Chapter Penelope

PENELOPE

Something was wrong. Penelope didn’t understand how she knew this—just like she didn’t understand how the heck her sister was speaking in her ear after being literally dead for three years—but whatever the reason, Penelope knew that things weren’t working quite like they were supposed to. Adeline sounded scared. Petrified.

“They’ve ruined it,” Addy said, more than once. “They’ve ruined everything.”

“Ruined what?” Penelope had whispered.

“Just stay here. I need to figure out what to do.”

And where was here? The shower of their room, of course.

Penelope had been standing in the shower for ages, almost from the moment they’d checked in.

It was amazing the water hadn’t gone cold yet, but apparently cold was what Adeline was worried about.

“We have to be sure there’s no water left in the tank. Otherwise you might get hypothermia.”

“Where did you learn about hypothermia?” Penelope said. “What tank?”

“Just be ready to go play The Game. We need to play The Game in room four and take the phone and… and…”

“Are you crying?” Penelope said.

“It doesn’t matter. It doesn’t matter. They ruined it last night. He knows about the water tank now. It was the only good hiding place, and they ruined it.”

A sensation started on the back of Penelope’s neck.

It was a cold creeping itch, like the scuttle of a hundred little bug legs down her skin.

She’d felt tingles like this before in the last three years, the strange itch that she wasn’t quite alone, but it had never felt like this.

The sensation had never felt this insistent. This painful.

Penelope scratched her skin. The sensation didn’t go away.

“We have to check on them,” Adeline said. “We have to make sure he made it to the room.”

“Who did?”

“Hunter, who do you think? We have to make sure he’s still following the plan. Things will be a million times worse if he doesn’t—a billion times worse.”

“Who’s Hunter?”

“The man who shot us. Who do you think?” Adeline said it casually, like she was describing a classmate at school. “That’s in the past. He’s the only reason everything hasn’t fallen apart a hundred times already.”

Penelope shuddered. The itch on her neck wouldn’t go away. It was climbing to her skull.

“What are you talking about?” she said. “Why are you even here? What is going on?”

She felt a stab of pain in the back of her head. It hurt so bad it made her see stars.

No, not stars: a brilliant silver light. A familiar silver light.

“I’ve always been here. Ever since that night,” Adeline said. “I don’t know why, but we got put together somehow. It was done for a reason. It was done for this, and they’ve ruined it.”

Penelope clawed at the back of her neck. The back of her head. It felt like those little scuttling insect legs were probing her skin. Testing for weak spots.

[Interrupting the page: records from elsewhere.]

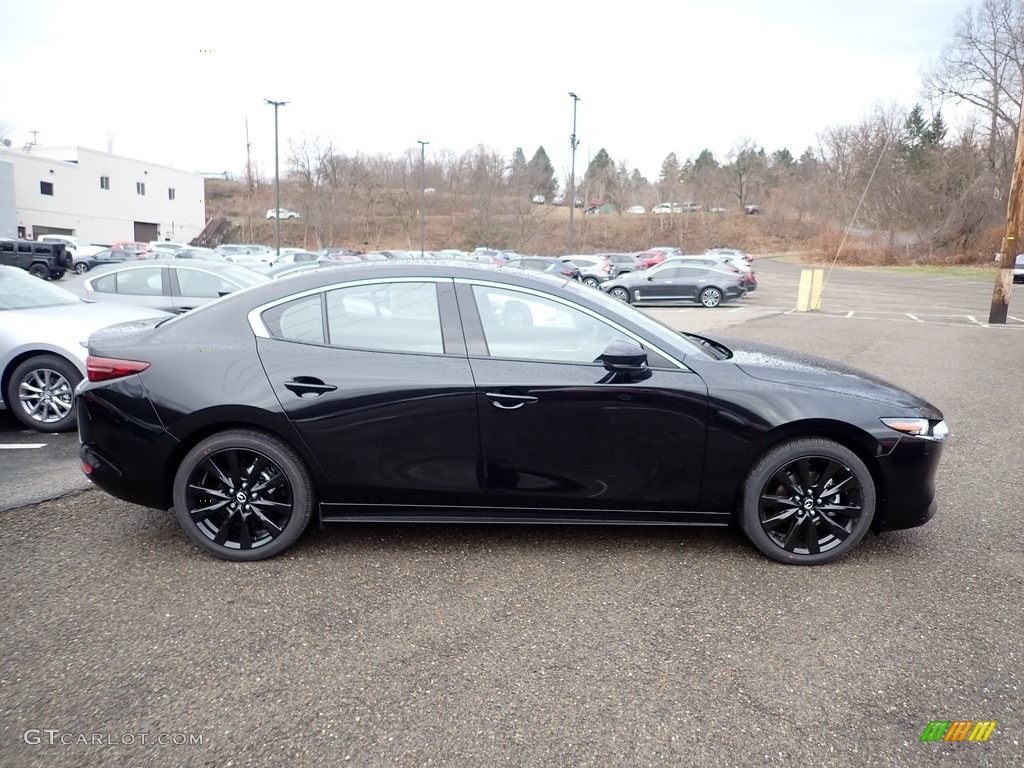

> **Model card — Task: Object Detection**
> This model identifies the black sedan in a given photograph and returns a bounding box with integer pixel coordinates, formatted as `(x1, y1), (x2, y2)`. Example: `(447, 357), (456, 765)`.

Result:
(601, 261), (746, 307)
(77, 261), (946, 565)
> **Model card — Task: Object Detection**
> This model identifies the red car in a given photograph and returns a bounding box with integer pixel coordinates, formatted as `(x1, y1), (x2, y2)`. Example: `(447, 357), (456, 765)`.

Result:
(633, 248), (682, 269)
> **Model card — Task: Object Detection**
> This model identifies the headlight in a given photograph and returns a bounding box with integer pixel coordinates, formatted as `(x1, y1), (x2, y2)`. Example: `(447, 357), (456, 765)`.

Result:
(882, 419), (949, 441)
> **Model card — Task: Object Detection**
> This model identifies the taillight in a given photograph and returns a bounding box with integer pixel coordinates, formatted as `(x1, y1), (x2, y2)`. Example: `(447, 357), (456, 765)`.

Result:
(85, 354), (150, 381)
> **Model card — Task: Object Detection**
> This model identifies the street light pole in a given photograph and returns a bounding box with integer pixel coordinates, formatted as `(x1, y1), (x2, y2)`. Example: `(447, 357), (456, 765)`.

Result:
(263, 98), (288, 259)
(416, 139), (430, 259)
(569, 91), (580, 255)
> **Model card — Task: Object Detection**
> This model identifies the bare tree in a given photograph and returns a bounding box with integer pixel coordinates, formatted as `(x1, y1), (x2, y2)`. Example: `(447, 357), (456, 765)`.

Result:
(925, 0), (1024, 171)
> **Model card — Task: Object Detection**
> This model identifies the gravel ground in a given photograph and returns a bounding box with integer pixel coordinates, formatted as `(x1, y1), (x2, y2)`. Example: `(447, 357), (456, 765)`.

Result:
(0, 305), (1024, 768)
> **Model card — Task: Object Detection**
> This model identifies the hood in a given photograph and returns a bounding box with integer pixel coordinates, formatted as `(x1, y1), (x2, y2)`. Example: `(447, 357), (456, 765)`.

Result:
(719, 338), (927, 409)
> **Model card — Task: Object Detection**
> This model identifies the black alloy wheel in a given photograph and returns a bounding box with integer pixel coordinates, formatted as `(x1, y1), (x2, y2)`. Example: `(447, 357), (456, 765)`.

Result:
(174, 430), (313, 560)
(608, 286), (630, 304)
(7, 354), (82, 432)
(739, 438), (876, 565)
(700, 288), (722, 307)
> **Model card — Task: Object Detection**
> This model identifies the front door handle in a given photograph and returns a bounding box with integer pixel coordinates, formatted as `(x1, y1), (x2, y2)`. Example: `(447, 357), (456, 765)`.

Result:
(285, 376), (338, 397)
(484, 392), (538, 411)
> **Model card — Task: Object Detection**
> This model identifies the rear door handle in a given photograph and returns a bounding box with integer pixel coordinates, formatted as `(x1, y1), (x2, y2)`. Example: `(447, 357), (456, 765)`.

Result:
(484, 392), (538, 411)
(285, 376), (338, 397)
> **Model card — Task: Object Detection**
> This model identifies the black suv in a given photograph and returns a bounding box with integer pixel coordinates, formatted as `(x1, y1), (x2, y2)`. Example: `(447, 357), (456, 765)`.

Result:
(0, 240), (69, 280)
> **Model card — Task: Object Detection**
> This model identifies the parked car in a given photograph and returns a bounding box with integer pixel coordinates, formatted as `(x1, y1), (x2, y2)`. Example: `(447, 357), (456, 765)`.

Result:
(78, 261), (948, 565)
(0, 265), (170, 432)
(86, 248), (147, 271)
(70, 258), (268, 313)
(601, 261), (746, 307)
(111, 240), (157, 254)
(565, 255), (615, 288)
(633, 248), (683, 269)
(0, 239), (68, 280)
(664, 259), (758, 293)
(36, 234), (102, 259)
(505, 256), (583, 282)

Penelope said, “You’re scaring me.”

Adeline said, “Do you want to go back to Fort Stockton, Polly?”

“Of course I don’t.”

“And do you want to wake up tomorrow?”

Penelope hesitated. Shower water ran into her eyes. “Of course I want to wake up tomorrow.”

“Then don’t scream. It’ll be easier if Stanley stays asleep.”

“Why would I—”

But then Penelope felt it. All at once, those creeping little feet on her head stopped itching. They stopped for a long, long moment.

And then they started to dig.

There was no word for the sensation. With an awful burning cold, the hundred creeping feet seemed to solidify, forming up into five sharp points, and all at once Penelope had a vision of a hand with long, long nails—nails that had been left to grow and grow in the grave—that were sinking, now, through her skull. Sinking into her brain. Burrowing.

Penelope didn’t care what Adeline said. She screamed. Or at least, she tried to scream and found she couldn’t. She tried to fight. She couldn’t. Penelope stood under the water of the shower, stock-still, as those five long nails sank deeper and deeper into her brain. Into her mind.

The nails found something inside her, something vital. They squeezed.

With a great shudder, Penelope sank to her knees beneath the shower’s jet. She was there for a minute. Maybe more.

When Penelope rose, she wasn’t Penelope anymore.

“It’s safer if I do this part myself,” Adeline whispered. “I’ll see you tomorrow, Polly.”